VII.                       Apesar da descentralização democrática da administração pública constituir um dos princípios fundamentais da organização e funcionamento do Estado (artº 6º nº 1 da CRP), a Lei nº 50/2018  resultou de um acordo apenas entre o governo PS e o PSD e a sua  aprovação  pela Assembleia da República  teve a discordância  de todas as  outras forças políticas.

VIII.                     Conforme o artigo 44.º da Lei 50/2018, de 16 de agosto, esta lei só produz efeitos após a aprovação dos respetivos diplomas legais de âmbito sectorial, contudo tais  diplomas sectoriais não foram publicados até à presente data, não permitindo assim aos municípios percecionar de forma objetiva e rigorosa o sentido, a extensão e o conteúdo  da anunciada descentralização administrativa.
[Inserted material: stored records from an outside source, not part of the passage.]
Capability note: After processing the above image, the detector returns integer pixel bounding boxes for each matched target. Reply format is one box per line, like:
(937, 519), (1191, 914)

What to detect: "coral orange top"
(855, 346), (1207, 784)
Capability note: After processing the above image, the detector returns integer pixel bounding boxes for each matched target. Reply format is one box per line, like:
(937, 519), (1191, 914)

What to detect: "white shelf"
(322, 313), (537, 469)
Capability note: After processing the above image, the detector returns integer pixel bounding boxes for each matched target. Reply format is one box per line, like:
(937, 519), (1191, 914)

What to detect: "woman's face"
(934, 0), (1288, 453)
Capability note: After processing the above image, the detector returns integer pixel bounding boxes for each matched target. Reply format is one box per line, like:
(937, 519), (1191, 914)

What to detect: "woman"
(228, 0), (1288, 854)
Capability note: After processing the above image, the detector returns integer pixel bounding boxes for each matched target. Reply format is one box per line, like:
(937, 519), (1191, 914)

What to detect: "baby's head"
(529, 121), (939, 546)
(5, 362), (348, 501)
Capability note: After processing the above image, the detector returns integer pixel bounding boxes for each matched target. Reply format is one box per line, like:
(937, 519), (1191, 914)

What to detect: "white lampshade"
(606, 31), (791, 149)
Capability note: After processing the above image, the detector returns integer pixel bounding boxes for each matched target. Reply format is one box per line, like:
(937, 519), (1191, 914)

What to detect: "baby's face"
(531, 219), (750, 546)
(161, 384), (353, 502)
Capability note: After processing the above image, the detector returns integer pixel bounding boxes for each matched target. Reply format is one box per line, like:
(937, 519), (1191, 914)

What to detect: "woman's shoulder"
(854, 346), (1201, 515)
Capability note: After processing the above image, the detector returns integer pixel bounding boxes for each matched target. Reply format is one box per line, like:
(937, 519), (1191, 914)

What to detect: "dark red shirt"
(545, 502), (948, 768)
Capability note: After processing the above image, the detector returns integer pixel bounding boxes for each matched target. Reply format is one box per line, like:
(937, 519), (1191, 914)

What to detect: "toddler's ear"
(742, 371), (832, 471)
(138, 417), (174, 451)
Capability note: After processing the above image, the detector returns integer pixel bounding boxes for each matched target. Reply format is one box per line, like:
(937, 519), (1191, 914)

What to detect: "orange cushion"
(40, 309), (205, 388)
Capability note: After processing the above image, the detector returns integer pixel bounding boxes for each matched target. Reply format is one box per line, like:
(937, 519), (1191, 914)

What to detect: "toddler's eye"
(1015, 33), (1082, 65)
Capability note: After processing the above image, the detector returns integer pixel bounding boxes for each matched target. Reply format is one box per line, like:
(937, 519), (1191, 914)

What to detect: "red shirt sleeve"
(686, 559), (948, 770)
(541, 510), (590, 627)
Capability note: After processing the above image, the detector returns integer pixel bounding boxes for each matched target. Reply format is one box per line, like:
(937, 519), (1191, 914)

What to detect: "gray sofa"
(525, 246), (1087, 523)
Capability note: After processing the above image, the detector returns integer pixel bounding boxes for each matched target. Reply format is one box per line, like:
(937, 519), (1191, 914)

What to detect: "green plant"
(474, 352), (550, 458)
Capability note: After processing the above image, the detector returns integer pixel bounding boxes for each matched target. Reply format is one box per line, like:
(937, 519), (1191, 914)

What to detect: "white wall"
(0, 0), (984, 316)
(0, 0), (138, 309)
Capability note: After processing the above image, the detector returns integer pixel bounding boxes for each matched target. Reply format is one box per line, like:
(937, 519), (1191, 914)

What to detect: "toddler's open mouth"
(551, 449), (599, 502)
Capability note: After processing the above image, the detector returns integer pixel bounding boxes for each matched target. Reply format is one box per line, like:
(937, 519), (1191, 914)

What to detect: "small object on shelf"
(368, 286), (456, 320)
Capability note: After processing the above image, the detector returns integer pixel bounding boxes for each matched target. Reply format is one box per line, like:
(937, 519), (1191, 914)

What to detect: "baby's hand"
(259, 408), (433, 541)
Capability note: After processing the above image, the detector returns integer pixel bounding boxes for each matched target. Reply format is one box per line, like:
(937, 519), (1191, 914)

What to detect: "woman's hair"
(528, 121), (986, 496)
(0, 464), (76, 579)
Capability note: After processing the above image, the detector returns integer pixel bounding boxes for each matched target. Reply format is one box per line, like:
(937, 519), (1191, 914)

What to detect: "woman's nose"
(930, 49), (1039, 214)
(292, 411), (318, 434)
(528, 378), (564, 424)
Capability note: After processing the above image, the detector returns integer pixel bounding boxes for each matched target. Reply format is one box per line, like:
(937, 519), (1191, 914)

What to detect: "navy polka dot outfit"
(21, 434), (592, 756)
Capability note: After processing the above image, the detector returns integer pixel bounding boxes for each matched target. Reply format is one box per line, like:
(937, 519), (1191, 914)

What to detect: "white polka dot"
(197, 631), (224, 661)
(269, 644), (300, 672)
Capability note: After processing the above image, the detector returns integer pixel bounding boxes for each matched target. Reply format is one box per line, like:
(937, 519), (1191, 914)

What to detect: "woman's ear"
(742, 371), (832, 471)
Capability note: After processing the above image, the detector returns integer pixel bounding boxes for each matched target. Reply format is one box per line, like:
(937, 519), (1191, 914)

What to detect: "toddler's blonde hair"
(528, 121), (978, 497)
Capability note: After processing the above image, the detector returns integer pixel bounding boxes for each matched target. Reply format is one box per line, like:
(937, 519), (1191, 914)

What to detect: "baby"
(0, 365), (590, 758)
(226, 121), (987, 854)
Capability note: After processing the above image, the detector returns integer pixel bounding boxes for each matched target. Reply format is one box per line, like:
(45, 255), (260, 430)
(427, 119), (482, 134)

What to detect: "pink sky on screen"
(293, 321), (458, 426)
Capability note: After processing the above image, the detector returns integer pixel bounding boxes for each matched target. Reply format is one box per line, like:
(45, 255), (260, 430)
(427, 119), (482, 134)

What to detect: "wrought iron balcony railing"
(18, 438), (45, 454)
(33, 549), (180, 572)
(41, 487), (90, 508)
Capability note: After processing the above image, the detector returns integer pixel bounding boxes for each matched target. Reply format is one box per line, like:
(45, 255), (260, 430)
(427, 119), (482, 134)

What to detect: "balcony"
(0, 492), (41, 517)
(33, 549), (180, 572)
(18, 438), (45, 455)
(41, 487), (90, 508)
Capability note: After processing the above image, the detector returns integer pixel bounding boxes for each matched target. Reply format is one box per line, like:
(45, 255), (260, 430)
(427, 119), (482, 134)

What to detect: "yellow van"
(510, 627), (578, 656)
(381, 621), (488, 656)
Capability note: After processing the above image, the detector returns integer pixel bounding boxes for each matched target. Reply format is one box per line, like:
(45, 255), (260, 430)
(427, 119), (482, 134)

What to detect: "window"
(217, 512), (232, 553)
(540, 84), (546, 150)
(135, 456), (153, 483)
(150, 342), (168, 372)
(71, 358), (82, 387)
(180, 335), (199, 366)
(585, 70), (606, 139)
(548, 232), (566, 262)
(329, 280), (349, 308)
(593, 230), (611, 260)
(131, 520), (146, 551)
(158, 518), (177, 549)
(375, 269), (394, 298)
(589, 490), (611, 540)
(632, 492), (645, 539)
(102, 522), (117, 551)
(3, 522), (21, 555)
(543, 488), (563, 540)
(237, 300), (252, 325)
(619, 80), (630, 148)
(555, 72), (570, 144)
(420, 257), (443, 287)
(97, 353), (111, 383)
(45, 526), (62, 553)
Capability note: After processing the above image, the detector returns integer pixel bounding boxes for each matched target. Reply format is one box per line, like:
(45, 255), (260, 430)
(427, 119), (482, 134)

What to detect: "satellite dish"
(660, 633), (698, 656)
E são ainda desconhecidos  os montantes  exatos das  verbas a transferir  para que as autarquias possam assegurar cabalmente essas novas competências.

 

IX.  A transferência de competências para as autarquias locais não pode agravar as desigualdades territoriais e  deve ocorrer apenas nas áreas em que os municípios estejam em melhores condições de assegurar o respectivo exercício. 

Pelo exposto, e também por mera cautela e por não terem sido ainda publicados os referidos diplomas sectoriais, a Assembleia Municipal de Torres Novas,  nos termos e para os efeitos   do artigo 4º, n.º 2  a) da Lei nº 50/2018, de 16 de Agosto e do  artigo 25.º, n.º 2, alíneas j) e k) do Anexo I da Lei n.º 75/2013, de 12 de Setembro, DELIBERA:

1 - Não pretender a  transferência de competências para o Município de Torres Novas no ano de 2019;

2- Comunicar tal decisão à Direção-Geral das Autarquias Locais;

3  - Defender que a transferência das competências para as Autarquias Locais não deve agravar as desigualdades territoriais e deve ocorrer apenas nas áreas em que os municípios estejam em melhores condições de assegurar o respectivo exercício e que não será admissível qualquer desresponsabilização do Estado central nas suas funções sociais de âmbito universal como a Educação, Saúde e Cultura.